Sontak sang pemangku berteriak “Ida Betara Turun Kabeh”!!!! (Sang Dewa/Tuhan Turun Ke Bumi). Kemudian sang pemangku melapor ke kelian banjar, seketika itu juga seluruh karama banjar di desa tersebut berduyun-duyun ke Pura Dalem untuk melakuakn persembahnyangan. Sampai disana para krama menutup hidung karena areal Pura Dalem dipenuhi dengan bau busuk. Sambil mentup hidung para krama dan pemangku melakukan pengastawa panca sembah. Selesai melakukan pancasembah sampai ‘nunas’ (minta anugerah) ‘tirtha’ (air suci). Kemudian dibukalah peti tersebut apa isinya. Dan semua kaget karena isi peti adalah mayat Sang 
Pan Balang Tamak yang tiada lain dalah salah satu krama dari mereka yang ‘medaya corah’ (licik) semasa hidupnya hingga matipun masih bisa mengelabui masyarakat banjar dan desa. Atas usul pemangkuke perangkat banjar sebaiknya mayatnya dikubur saja. Seketika hari itu juga mayatnya dikubur. 

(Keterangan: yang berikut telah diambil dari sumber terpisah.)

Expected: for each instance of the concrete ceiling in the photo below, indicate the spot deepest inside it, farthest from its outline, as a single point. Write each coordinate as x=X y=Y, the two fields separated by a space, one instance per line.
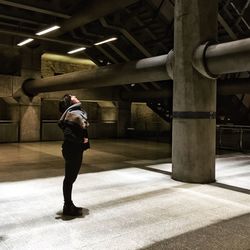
x=144 y=28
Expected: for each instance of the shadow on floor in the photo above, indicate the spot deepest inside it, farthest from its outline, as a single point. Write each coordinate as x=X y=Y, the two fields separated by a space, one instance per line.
x=225 y=234
x=233 y=188
x=60 y=216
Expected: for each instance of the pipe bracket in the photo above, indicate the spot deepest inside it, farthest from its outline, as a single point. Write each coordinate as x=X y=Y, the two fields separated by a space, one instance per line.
x=170 y=64
x=199 y=61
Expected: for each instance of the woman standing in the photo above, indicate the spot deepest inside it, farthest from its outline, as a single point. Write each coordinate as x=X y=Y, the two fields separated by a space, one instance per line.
x=74 y=124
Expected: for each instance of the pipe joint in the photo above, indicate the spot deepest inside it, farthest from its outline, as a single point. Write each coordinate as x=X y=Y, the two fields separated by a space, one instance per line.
x=170 y=64
x=199 y=61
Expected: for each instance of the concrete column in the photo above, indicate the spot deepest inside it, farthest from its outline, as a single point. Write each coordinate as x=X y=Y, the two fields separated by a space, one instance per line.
x=30 y=108
x=123 y=118
x=30 y=114
x=194 y=96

Pan Balang Tamak Pan Balang Tamak dari hidup samapi matipun kamu masih bisa berbuat ‘daya’ kepada masyarakat” 
Ckckckckckckckckck….. Sahut salah satu dari mereka. 
Hikmah dari cerita ini adalah hendaknya kita sebagai masyarakat Bali senantiasa melakukan kebaikan dan jujur dalam bermasyrakat dan tidak licik sebagai makhluk social.